A few years ago, I started using Intranasal Sedation. Intranasal involves spraying a fine mist of concentrated Midazolam up the nostrils using an attachment on a 1 or 2ml syringe.

After about 10-15 minutes, the patient is experiencing similar effects to IV midazolam. You can then cannulate without the patient being aware, for top up and more importantly, for reversal.

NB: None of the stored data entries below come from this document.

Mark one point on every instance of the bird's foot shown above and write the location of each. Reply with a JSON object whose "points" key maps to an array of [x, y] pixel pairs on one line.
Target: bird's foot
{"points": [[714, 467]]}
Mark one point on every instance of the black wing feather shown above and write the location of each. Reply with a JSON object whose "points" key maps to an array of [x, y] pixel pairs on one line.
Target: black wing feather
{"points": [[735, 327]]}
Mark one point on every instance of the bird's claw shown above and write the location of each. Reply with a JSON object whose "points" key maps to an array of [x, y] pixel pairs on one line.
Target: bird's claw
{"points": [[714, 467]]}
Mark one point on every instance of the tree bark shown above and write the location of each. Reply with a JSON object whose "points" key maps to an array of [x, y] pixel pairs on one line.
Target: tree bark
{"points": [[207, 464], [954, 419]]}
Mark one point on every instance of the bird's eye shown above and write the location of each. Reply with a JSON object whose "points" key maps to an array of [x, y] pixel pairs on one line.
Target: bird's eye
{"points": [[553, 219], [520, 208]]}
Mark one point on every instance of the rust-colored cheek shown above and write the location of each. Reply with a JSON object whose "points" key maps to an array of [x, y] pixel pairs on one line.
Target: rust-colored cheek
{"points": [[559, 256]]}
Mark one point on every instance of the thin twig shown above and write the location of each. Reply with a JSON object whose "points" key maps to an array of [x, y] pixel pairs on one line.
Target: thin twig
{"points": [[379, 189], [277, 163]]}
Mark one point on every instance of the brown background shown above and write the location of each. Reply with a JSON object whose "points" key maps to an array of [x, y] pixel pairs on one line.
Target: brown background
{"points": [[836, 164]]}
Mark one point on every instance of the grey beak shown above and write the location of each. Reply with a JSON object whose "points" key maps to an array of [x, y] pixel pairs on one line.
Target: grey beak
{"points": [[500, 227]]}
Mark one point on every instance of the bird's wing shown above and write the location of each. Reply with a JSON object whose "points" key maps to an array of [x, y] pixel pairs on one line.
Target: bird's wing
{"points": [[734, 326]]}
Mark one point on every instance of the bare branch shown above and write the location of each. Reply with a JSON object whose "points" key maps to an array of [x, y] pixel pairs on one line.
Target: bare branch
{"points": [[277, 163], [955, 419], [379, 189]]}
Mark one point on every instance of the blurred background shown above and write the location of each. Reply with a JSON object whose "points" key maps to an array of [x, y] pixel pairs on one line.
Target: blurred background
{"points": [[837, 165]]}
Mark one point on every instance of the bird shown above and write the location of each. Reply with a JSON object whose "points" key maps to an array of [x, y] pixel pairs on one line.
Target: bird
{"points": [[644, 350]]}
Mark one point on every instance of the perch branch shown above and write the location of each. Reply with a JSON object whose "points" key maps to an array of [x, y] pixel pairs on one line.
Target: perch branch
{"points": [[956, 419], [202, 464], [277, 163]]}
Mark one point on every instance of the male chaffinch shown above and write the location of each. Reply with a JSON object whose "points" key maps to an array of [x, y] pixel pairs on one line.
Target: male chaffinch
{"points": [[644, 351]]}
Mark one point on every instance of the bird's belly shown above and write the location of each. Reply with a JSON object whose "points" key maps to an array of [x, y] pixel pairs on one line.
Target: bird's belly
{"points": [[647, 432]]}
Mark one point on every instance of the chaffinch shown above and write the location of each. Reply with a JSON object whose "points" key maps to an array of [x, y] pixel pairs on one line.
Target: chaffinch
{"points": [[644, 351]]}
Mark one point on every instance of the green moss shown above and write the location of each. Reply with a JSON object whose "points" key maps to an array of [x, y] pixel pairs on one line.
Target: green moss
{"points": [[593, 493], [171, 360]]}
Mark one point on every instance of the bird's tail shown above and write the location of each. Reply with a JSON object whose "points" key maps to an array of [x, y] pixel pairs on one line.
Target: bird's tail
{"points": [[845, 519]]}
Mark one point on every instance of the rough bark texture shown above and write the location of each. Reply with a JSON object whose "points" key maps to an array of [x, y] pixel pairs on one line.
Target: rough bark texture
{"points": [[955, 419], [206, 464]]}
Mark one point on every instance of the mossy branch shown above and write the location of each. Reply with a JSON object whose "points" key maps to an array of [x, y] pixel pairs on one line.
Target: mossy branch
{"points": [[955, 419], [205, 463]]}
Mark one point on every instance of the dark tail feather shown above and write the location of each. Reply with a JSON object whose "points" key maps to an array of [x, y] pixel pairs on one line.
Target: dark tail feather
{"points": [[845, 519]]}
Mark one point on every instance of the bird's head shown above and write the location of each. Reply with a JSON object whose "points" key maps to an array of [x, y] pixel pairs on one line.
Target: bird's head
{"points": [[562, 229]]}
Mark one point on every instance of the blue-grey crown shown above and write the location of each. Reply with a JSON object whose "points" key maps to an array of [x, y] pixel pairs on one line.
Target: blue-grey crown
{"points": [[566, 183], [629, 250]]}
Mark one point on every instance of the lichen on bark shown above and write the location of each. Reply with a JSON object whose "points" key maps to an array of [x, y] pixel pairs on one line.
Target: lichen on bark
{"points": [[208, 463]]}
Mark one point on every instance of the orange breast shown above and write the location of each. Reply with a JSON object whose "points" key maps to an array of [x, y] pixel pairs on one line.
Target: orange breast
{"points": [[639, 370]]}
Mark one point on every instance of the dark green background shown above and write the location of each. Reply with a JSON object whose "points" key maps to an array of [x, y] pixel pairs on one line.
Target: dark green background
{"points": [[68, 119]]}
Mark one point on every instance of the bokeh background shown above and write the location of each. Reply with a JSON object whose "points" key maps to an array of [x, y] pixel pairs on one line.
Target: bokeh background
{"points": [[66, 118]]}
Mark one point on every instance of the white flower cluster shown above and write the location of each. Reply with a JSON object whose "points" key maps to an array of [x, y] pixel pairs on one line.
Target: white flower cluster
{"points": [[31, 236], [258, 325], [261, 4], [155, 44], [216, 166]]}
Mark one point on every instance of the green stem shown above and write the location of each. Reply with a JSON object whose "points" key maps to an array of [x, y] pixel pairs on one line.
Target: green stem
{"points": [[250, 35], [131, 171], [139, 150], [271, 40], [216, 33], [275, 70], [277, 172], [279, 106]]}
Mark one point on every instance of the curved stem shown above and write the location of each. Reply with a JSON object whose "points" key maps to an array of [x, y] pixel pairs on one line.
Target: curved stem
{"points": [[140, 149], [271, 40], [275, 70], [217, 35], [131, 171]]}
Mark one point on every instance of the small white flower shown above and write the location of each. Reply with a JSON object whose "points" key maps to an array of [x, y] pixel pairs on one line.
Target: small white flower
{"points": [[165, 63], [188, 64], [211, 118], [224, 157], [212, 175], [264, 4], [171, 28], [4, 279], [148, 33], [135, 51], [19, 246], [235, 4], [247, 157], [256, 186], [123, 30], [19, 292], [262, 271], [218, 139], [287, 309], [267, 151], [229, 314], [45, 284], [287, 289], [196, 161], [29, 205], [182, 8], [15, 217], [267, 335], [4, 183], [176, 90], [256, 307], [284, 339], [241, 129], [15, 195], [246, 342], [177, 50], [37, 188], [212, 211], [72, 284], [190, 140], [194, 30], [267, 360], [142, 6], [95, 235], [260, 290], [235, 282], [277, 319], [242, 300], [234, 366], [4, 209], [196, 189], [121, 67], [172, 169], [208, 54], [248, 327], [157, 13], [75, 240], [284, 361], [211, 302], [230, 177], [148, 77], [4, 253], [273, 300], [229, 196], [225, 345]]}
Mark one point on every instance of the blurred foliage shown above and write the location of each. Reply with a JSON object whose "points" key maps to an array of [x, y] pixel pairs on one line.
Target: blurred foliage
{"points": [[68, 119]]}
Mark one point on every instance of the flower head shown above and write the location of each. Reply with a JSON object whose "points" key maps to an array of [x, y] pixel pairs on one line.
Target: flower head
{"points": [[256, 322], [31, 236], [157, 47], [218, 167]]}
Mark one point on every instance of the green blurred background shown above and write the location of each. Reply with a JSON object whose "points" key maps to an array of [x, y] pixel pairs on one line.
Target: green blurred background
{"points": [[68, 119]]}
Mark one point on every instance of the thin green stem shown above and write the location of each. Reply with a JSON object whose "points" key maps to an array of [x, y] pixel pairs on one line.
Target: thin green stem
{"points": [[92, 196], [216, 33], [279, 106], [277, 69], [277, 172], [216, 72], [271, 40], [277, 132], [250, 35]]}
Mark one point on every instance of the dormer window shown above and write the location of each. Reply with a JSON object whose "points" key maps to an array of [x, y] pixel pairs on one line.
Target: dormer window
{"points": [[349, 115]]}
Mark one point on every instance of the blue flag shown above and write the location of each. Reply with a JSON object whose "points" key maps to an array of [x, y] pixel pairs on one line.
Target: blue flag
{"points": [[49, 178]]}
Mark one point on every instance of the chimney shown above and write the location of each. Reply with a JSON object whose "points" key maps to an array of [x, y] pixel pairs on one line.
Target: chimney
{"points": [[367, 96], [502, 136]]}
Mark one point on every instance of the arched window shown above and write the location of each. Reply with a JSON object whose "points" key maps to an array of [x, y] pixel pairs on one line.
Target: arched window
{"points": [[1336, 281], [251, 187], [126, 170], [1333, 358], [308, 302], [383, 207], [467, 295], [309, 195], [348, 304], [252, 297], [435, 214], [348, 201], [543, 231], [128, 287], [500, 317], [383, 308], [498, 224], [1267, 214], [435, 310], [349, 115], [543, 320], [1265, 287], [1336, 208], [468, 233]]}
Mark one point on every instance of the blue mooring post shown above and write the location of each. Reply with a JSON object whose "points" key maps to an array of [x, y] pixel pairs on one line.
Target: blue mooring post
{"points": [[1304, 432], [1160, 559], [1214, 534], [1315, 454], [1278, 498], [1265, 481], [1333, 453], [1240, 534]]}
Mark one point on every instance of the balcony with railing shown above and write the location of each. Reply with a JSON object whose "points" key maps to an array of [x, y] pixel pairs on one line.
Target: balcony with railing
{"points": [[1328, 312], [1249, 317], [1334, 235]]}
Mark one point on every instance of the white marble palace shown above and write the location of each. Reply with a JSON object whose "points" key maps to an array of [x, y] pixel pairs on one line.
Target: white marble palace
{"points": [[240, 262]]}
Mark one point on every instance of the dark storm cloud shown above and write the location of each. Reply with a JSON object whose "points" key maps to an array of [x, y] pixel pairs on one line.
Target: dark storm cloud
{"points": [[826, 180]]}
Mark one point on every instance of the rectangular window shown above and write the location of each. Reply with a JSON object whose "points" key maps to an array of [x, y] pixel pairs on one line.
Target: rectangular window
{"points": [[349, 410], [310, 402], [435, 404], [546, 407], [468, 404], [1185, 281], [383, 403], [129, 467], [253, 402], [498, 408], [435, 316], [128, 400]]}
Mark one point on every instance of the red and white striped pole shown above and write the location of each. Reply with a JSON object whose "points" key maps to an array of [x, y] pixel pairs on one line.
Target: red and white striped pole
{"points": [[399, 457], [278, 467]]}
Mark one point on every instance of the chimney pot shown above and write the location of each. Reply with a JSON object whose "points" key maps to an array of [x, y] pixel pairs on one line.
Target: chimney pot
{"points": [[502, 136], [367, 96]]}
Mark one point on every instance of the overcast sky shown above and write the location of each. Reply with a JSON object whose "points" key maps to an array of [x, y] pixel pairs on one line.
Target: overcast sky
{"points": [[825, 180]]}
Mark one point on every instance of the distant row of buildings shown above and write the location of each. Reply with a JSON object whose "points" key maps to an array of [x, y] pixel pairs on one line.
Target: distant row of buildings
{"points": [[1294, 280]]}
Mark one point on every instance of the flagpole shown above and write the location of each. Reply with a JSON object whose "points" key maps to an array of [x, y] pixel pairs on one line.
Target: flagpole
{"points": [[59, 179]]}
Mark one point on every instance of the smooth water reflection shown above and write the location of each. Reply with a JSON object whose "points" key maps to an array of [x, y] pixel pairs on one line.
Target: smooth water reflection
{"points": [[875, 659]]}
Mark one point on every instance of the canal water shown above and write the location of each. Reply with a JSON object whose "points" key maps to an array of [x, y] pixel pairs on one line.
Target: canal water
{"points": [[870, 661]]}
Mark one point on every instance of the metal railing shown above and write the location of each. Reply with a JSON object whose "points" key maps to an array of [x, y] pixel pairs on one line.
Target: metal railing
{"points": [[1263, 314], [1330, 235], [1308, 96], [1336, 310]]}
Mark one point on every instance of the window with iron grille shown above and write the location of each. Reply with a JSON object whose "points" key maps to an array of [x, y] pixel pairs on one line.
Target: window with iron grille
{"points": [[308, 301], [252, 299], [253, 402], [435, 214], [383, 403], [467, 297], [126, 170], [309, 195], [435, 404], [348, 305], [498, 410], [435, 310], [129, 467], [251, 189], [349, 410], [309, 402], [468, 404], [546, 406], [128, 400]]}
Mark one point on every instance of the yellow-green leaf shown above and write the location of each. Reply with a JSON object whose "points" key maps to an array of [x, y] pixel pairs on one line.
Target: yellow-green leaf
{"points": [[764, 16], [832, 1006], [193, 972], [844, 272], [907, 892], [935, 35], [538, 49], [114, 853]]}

There are many useful features of Intranasal uptake of Midazolam.

It has a slower absorption rate than IV so it is difficult to get a spike in the serum levels commonly associated with over-sedation. This makes the administration very safe.

It can provide the same depth or sedation and often topping up is not required. Because of the slower uptake curve of serum levels, and the subsequent slower half life, topping up with IV is a little unpredictable, as one dose is dropping off, another quicker one is being introduced. I often find there is no need to top up.

It is simple and cheap to provide. The Mucosal Atomisation Device that fist on the syringe is readily available, low cost and comfortable for patients. The Midazolam is made to special prescription by Guys and St Thomas’ Pharmacy and comes in a pack of 5 for around £60.

The half life, whilst slightly longer than IV, is still suitable for good safe recovery and fits in with the dental diary well. I often need to schedule just an additional fifteen minutes for recovery.

Patients are unaware and do not remember the cannulation!


As with everything is life, IN sedation is not a magic bullet. There are some important things to know:

The recovery is not as clean as IV, the patient can feel “heavy headed” for longer than normal, but as most of my patients go home and then sleep for a few hours, that doesn’t seem to be a problem.

It is not an alternative for IV. It is important for safety reasons to be able to reverse it with Flumazenil so cannulation is always needed.

It is not an alternative where you can’t be certain of venous access. Where no vein is available and therefore access will be difficult to achieve once sedated, it should not be used. If there is difficulty finding a vein, then see my other post for some great tips.

It doesn’t taste that great. The vial does contain lidocaine topical anaesthetic which can reduce the unpleasantness, but even that tastes pretty foul. The taste and slight burning sensation can be reduced greatly by giving the patient either pure Orange Juice or Cherryade.

I have to admit though that these issues have never prevented me from using IN sedation with patients who are needle phobic. They seem like minor problems in comparison to the trauma of IV.